Hayatta bir dostu olmalı insanın; yüreği gibi ondan ayrılmamalı, değer vermeli. Verdiği değeri minnet etmemeli ve nedensiz, çıkarsız hiç hesaba, kitaba girmeden ona sadık kalmalı. Vefalı bir dost olduğunu yeri geldikçe göstermeli, en zor anlarında bir sütun gibi dostunun arkasında durmalı, destek olmalı.
Ağladığında onu güldürmeli, düştüğünde el uzatmalı dostuna. Yani ağladığında ağlamamalı, düştüğünde de düşmemeli. Yaşanan depremde bir binanın, bir evin kolonu gibi dimdik dostunun yanında durabilmeli insan.
Hayatta bir dostu olmalı insanın; fırtınalı sularda sığınacağı bir limanı olmalı insanın. Bazen yol aldığı hayat denizinde;yaşadığı hortumlardan, girdaplardan ve yaşanılan fırtınalardan körfezine sığınabileceği, iskelesinde demirleneceği bir dostu olmalı insanın. Yani kucak açmalı insan dostuna. Her ne kadar acı olsa da gerçekler zehri şerbet tadında ikram etmeli ona. Yalansız, hilesiz ve güven içinde yüreğini bağlamalı inşa dostuna.
Hayatta bir dostu olmalı insanın; ulu bir çınar gibi tüm asaleti ve varlığıyla dimdik durmalı dostunun yanında. Bazen hayatın kavurucu sıcağında, yaşamanın ahenkli yoğunluğunda dostunun gölgesinde dinlenebilmeli insan. Dağ gibi olmalı hem başı karlı hem de dumanlı olmalı. Hayat kavgasını iyi bilmeli, yaşamayı güzel görmeli, dostluğu iyi okumalı. Yani gün gürmüş olmalı. Yüzünde hayatın izi, anlında yaşamın çizgisi, gözlerinde umut ve sadakat olmalı. Onun gözlerine bakınca rahatlamalı, sözlerini duyunca hayatta dört elle sarılmalı insan.
Hayatta bir dostu olmalı insanın; ne tavşan gibi korkak ne de serçe gibi ürkek olmamalı. Aslan gibi cesur, kurt gibi kuvvetli de olmamalı. Yani kendine fazla güvenmemeli insan.
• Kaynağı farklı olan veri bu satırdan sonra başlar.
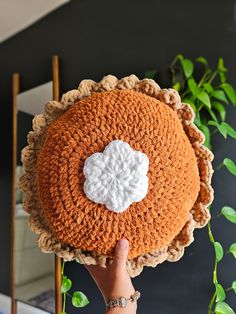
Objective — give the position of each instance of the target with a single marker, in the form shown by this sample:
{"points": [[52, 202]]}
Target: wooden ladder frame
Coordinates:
{"points": [[58, 263]]}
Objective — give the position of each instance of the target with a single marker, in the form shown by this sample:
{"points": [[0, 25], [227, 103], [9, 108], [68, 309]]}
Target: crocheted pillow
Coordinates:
{"points": [[114, 159]]}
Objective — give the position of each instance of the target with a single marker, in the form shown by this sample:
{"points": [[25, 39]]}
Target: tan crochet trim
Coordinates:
{"points": [[199, 215]]}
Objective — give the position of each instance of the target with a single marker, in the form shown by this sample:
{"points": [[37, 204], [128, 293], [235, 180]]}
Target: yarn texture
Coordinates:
{"points": [[158, 196]]}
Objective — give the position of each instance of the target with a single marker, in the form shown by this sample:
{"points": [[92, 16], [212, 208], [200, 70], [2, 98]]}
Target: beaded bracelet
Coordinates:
{"points": [[122, 301]]}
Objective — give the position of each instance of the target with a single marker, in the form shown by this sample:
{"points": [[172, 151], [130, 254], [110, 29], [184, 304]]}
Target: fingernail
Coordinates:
{"points": [[123, 243]]}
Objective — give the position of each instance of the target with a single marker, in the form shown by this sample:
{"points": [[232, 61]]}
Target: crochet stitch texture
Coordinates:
{"points": [[84, 122]]}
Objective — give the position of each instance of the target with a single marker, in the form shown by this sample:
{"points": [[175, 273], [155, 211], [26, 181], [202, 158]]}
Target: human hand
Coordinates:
{"points": [[114, 281]]}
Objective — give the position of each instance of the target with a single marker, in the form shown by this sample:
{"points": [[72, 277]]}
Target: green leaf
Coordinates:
{"points": [[66, 284], [234, 286], [208, 87], [230, 131], [221, 67], [190, 102], [150, 74], [203, 96], [203, 61], [220, 293], [220, 128], [219, 251], [229, 213], [229, 91], [207, 134], [193, 86], [232, 250], [220, 95], [79, 299], [177, 86], [187, 66], [230, 165], [223, 308], [220, 108]]}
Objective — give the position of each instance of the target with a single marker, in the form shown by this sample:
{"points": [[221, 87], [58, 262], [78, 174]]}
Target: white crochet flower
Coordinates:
{"points": [[117, 177]]}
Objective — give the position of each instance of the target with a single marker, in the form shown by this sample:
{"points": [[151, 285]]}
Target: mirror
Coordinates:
{"points": [[34, 270]]}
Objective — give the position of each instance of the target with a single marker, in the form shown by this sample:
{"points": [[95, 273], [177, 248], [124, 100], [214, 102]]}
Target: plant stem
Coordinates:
{"points": [[215, 280], [64, 302], [213, 76], [202, 80], [62, 268]]}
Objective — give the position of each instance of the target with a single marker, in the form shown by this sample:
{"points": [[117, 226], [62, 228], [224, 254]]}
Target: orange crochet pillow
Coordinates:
{"points": [[118, 158]]}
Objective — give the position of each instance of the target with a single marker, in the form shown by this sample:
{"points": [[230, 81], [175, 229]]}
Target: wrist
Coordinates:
{"points": [[123, 304]]}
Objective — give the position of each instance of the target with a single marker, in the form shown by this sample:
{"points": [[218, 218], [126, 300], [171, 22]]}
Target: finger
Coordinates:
{"points": [[121, 254]]}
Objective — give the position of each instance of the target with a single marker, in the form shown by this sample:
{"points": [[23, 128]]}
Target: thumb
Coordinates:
{"points": [[121, 254]]}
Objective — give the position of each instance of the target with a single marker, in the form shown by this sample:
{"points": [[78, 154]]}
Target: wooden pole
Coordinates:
{"points": [[58, 263], [15, 92]]}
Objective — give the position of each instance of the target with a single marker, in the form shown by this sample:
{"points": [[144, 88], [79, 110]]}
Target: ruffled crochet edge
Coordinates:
{"points": [[198, 216]]}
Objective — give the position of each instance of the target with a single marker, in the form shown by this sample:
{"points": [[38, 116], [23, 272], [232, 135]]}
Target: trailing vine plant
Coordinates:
{"points": [[210, 96], [78, 298]]}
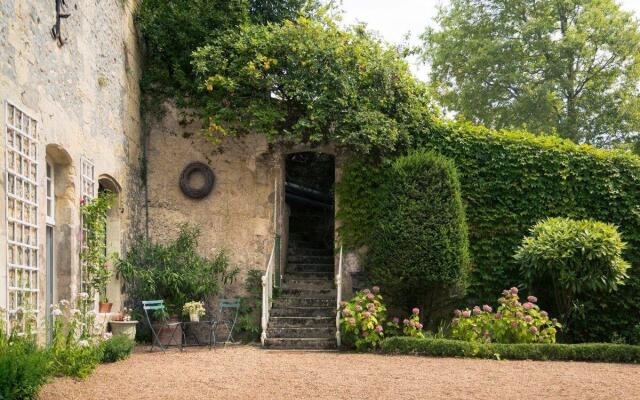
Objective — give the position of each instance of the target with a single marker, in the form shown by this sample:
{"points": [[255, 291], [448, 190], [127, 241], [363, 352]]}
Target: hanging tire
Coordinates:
{"points": [[197, 167]]}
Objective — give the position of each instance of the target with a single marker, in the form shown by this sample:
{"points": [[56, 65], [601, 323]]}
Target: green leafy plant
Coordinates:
{"points": [[419, 249], [173, 271], [77, 343], [594, 352], [119, 347], [362, 319], [513, 322], [580, 257], [94, 250]]}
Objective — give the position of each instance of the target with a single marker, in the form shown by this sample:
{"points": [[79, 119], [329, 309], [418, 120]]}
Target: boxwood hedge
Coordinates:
{"points": [[600, 352], [510, 180]]}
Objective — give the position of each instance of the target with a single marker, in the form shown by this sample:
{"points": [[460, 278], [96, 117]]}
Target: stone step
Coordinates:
{"points": [[303, 312], [299, 267], [316, 293], [303, 302], [302, 275], [300, 343], [322, 332], [305, 251], [306, 283], [310, 259], [301, 322]]}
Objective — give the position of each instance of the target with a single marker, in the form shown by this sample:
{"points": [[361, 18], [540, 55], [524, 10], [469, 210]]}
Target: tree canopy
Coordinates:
{"points": [[308, 80], [570, 67]]}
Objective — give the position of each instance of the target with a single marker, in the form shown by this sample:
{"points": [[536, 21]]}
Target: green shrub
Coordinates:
{"points": [[418, 251], [513, 322], [24, 369], [579, 257], [117, 348], [597, 352], [362, 319], [174, 271]]}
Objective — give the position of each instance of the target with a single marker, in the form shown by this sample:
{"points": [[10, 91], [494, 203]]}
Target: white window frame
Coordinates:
{"points": [[88, 191], [21, 210], [50, 196]]}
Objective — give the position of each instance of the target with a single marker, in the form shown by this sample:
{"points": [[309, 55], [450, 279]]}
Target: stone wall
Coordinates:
{"points": [[85, 97]]}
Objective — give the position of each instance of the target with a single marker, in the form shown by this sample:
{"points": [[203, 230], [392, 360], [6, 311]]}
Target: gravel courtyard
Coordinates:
{"points": [[245, 372]]}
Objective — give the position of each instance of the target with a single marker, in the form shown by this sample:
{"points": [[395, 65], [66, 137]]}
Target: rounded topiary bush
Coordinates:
{"points": [[575, 258], [419, 253]]}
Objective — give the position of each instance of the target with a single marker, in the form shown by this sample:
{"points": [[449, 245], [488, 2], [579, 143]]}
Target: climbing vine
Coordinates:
{"points": [[94, 250]]}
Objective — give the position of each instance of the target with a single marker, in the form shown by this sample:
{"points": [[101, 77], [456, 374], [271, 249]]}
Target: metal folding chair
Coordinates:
{"points": [[228, 308], [158, 305]]}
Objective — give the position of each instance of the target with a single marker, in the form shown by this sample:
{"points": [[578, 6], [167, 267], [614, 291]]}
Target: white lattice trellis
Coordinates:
{"points": [[21, 167]]}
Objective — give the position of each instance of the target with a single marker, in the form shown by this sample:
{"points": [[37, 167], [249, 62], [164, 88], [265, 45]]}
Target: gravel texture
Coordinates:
{"points": [[246, 372]]}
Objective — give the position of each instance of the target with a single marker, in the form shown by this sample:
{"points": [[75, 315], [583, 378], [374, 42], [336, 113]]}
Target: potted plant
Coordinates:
{"points": [[195, 309], [123, 324]]}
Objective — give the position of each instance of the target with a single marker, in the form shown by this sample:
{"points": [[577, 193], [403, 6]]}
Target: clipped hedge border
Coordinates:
{"points": [[596, 352]]}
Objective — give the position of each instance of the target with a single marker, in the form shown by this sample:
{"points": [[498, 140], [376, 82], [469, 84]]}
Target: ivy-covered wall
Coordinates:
{"points": [[511, 180]]}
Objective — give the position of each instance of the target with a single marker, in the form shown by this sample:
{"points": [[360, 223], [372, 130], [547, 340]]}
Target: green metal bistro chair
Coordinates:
{"points": [[227, 315], [155, 306]]}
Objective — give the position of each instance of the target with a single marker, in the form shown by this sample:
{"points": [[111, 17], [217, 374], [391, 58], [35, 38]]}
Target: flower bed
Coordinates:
{"points": [[602, 352]]}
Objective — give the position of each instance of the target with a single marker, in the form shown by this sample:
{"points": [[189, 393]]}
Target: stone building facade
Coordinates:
{"points": [[70, 120], [71, 125]]}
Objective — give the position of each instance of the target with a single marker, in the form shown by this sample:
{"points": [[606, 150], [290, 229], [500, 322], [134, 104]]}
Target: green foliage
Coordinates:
{"points": [[416, 229], [569, 67], [582, 258], [512, 323], [94, 251], [24, 368], [117, 348], [362, 320], [309, 81], [511, 180], [173, 271], [595, 352]]}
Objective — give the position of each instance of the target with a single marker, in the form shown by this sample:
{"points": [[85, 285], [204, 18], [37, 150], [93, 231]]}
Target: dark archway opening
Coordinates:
{"points": [[309, 190]]}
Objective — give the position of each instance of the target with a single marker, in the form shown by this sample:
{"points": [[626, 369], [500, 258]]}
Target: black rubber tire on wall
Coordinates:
{"points": [[207, 173]]}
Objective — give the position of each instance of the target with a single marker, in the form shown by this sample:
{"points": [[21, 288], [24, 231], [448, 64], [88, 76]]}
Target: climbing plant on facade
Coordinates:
{"points": [[94, 250], [310, 81]]}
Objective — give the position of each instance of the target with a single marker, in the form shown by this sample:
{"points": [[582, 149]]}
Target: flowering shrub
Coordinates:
{"points": [[362, 319], [412, 325], [77, 345], [513, 322]]}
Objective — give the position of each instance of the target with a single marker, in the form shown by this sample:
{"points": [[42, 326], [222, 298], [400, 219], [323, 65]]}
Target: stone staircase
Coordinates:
{"points": [[304, 315]]}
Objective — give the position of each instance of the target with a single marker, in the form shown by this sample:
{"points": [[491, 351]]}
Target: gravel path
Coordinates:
{"points": [[244, 372]]}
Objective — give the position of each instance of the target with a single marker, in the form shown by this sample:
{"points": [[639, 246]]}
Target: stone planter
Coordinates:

Aklıselim davranmalı, sabırlı olmayı bilmeli, yerine güre temkinli hareket etmeli. Yani dostunun dostu, dostun hası olmalı insan.
Hayatta bir dostu olmalı insanın; beklemediği bir anda aramalı, hal hatır sormalı. Dostluk ümitlerini ekebilmeli dostunun yüreğine, kendini unutturmamalı dostuna. Bazen aklına düşmeli bak dostum “ben buradayım” diye bilmeli insan dostuna.
Hayatta bir dostu olmalı insanın; ekmek gibi, su gibi, hastalandığında şifa gibi, uykusuz kaldığında ise tatlı bir uyku gibi yokluğunda hissetmeli onu insan. Dostluğuna leke getirmemeli, dostluğu bilmeli o kitabı iyi okumalı, önce dost olmalı, sonra dost aramalı insan.